Il suo obiettivo nella direzione dell’Orchestra di Liegi?

«Io ho cominciato qui da ospite nel 2017, poi è arrivato come direttore generale Stefano Pace e quando mi ha chiesto se volevo diventare il direttore musicale ho detto subito sì. Io  sono innamorato di questa orchestra da sempre, adesso è molto rinnovata perché nel corso degli ultimi anni abbiamo organizzato molti concorsi e io mi sono trovato quindi nella situazione molto bella di potere lavorare per dare il mio imprinting. Per un anno e mezzo ho lavorato con le diverse sezioni dell’orchestra sul suono, sull’insieme, sul vibrato, su tutto il repertorio. Questo lavoro ha portato l’orchestra all’attuale livello, riconosciuto da tutti, e mi ha dato grandi soddisfazioni. Non dirigo un numero più alto di opere, ma sono sempre presente per l’orchestra, sempre pronto ad ascoltare se ci sono problematiche o richieste. E adesso con Stefano Pace c’è questa nuova visione programmatica che mi permetterà di fare, da qui ai prossimi anni, tantissimo nuovo repertorio». 

 

Il grande successo del Tristano ad Isotta è stato un punto di svolta per lei e l’Opera di Liegi? 

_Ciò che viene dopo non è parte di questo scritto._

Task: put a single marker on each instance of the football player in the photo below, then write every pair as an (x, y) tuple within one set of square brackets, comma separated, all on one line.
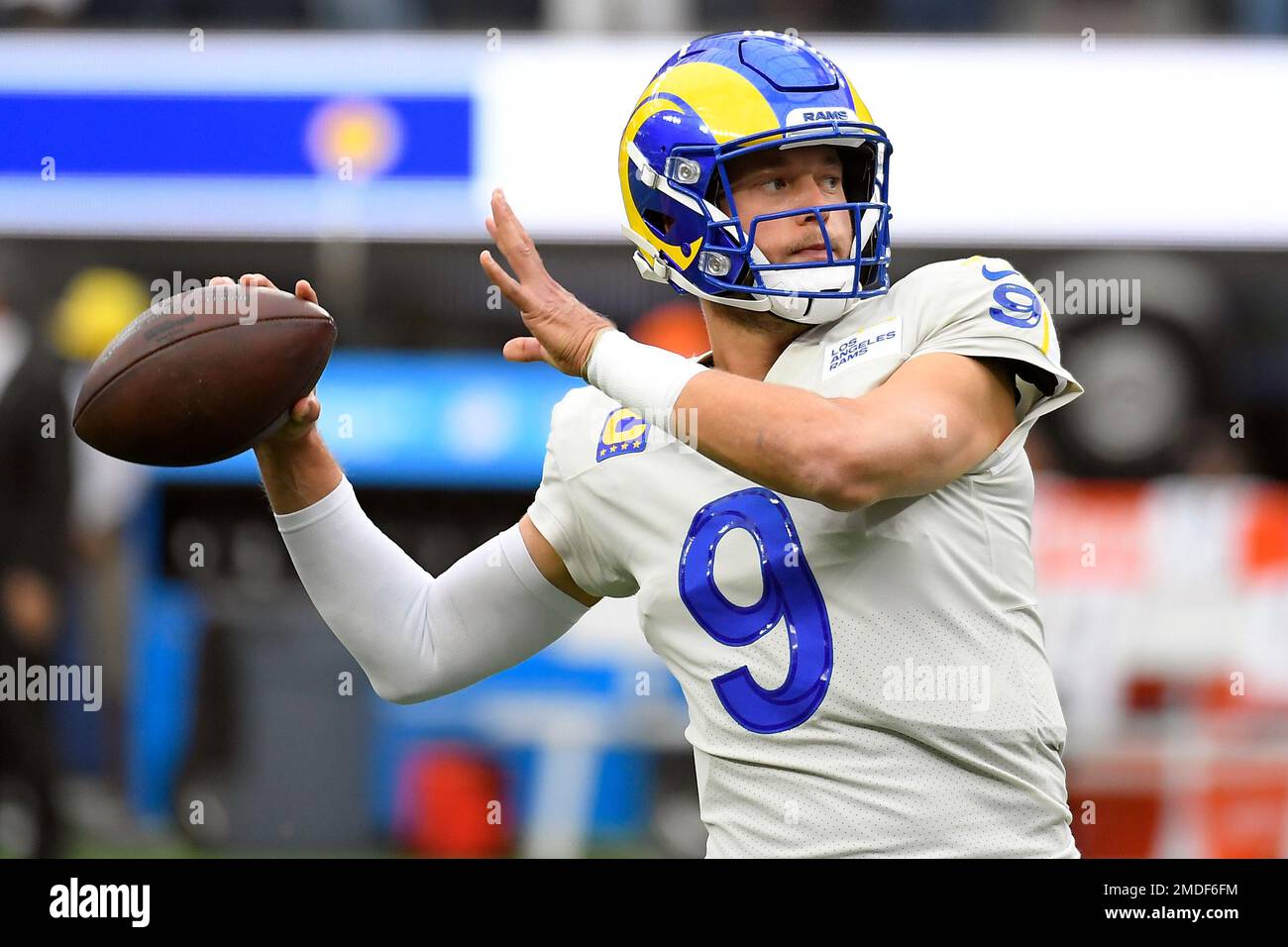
[(824, 518)]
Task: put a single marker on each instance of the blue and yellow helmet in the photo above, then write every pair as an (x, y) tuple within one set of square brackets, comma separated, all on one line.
[(722, 97)]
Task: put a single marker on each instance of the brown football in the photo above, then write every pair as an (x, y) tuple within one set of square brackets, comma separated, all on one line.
[(204, 375)]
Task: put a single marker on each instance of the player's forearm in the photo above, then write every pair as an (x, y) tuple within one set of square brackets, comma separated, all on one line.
[(415, 635), (296, 474)]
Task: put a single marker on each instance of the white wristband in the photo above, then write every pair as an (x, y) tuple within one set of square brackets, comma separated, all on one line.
[(640, 376)]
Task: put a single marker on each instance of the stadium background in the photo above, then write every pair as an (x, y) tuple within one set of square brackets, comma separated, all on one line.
[(1087, 144)]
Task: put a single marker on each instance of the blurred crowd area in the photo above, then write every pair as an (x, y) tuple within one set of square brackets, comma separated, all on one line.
[(1141, 17)]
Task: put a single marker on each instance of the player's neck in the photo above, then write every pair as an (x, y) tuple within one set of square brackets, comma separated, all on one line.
[(745, 342)]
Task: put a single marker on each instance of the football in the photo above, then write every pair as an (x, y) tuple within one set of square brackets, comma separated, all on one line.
[(202, 375)]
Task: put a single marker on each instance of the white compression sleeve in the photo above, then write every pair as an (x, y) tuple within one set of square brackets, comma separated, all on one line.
[(415, 635)]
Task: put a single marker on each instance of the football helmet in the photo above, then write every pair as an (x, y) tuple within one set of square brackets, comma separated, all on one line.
[(725, 95)]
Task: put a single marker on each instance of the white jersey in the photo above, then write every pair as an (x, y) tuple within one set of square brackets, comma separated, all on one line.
[(867, 684)]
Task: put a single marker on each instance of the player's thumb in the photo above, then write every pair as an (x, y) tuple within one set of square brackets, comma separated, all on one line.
[(307, 410)]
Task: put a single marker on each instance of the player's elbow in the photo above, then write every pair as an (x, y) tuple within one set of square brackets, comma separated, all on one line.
[(404, 690), (841, 480)]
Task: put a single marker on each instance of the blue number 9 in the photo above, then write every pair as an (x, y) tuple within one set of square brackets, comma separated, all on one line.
[(1026, 307), (790, 594)]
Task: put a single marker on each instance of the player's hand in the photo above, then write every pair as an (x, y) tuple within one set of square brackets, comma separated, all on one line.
[(307, 410), (563, 329)]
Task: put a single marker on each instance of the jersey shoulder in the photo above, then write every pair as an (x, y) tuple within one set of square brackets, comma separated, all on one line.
[(587, 427)]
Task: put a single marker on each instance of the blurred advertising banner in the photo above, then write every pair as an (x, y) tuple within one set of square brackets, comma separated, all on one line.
[(1025, 141), (1166, 607)]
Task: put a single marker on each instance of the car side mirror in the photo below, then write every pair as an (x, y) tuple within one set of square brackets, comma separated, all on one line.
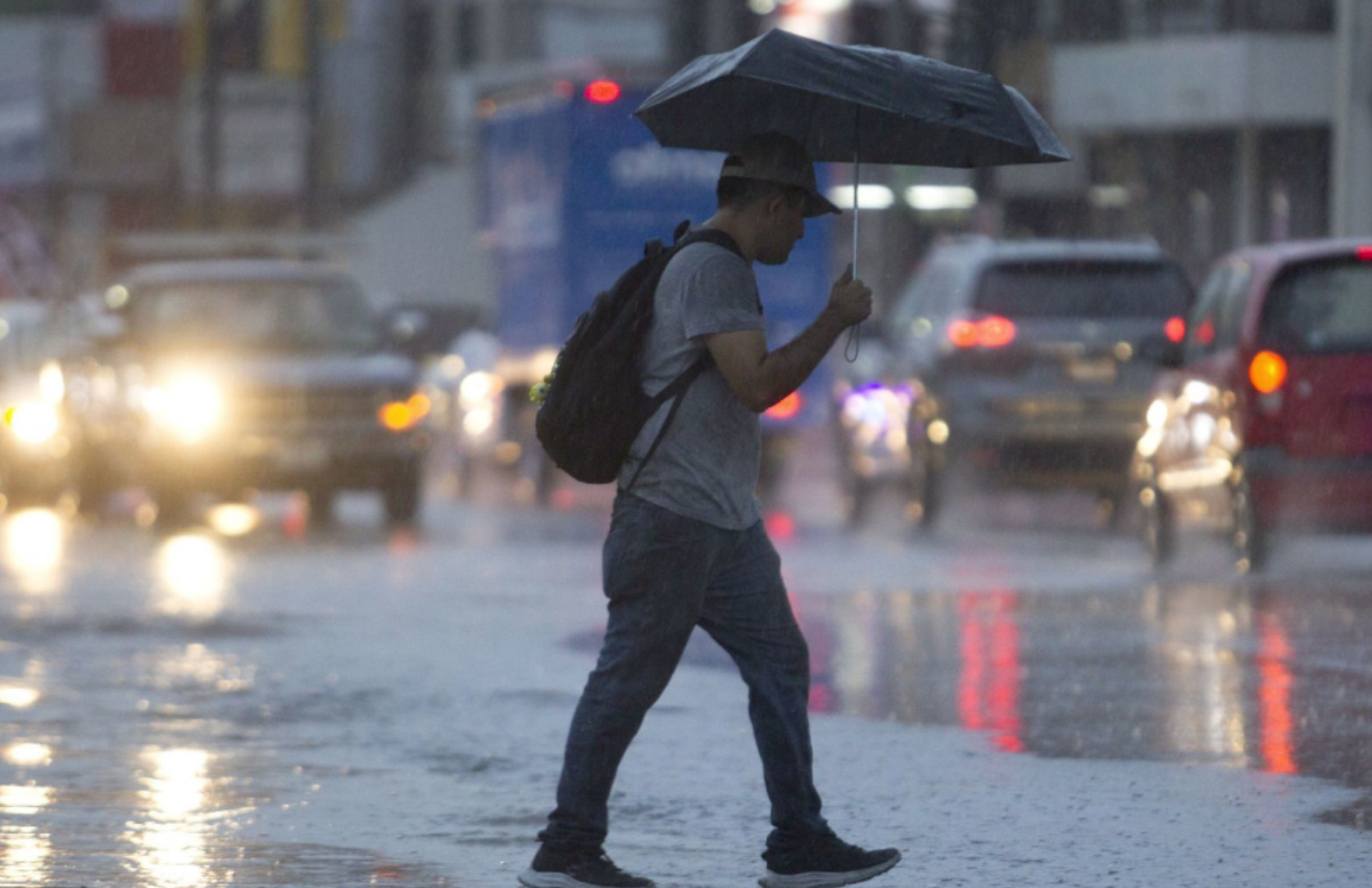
[(402, 329)]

«Mi è stato detto che dopo avere diretto quest’opera non sarei stato più lo stesso, ed è vero. Non solo in termini di muscolarità e di tenuta, è come dirigere due Traviata e mezzo con una tensione che deve essere sempre crescente. Perché se il direttore in Tristano allenta l’energia, tutto si allenta. Dopo Benvenuto Cellini di Berlioz a Dresda e dopo Tristano qui a Liegi posso dire di avere fatto una svolta, evidentemente dovrò continuare a studiare e a scavare questo repertorio. Per Liegi non è stato un salto facile, perché il pubblico era abituato ad un repertorio più tradizionale, ma abbiamo rischiato ed è una scommessa vinta, come dimostrano i tanti tutto esaurito. Nel futuro in questa teatro ci saranno ancora delle belle sorprese. Io voglio restare a Liegi il più possibile, andare a dirigere in grande teatri dove non sono ancora stato, e dopo Liegi avere ancora una direzione musicale dove trovarmi bene come qui».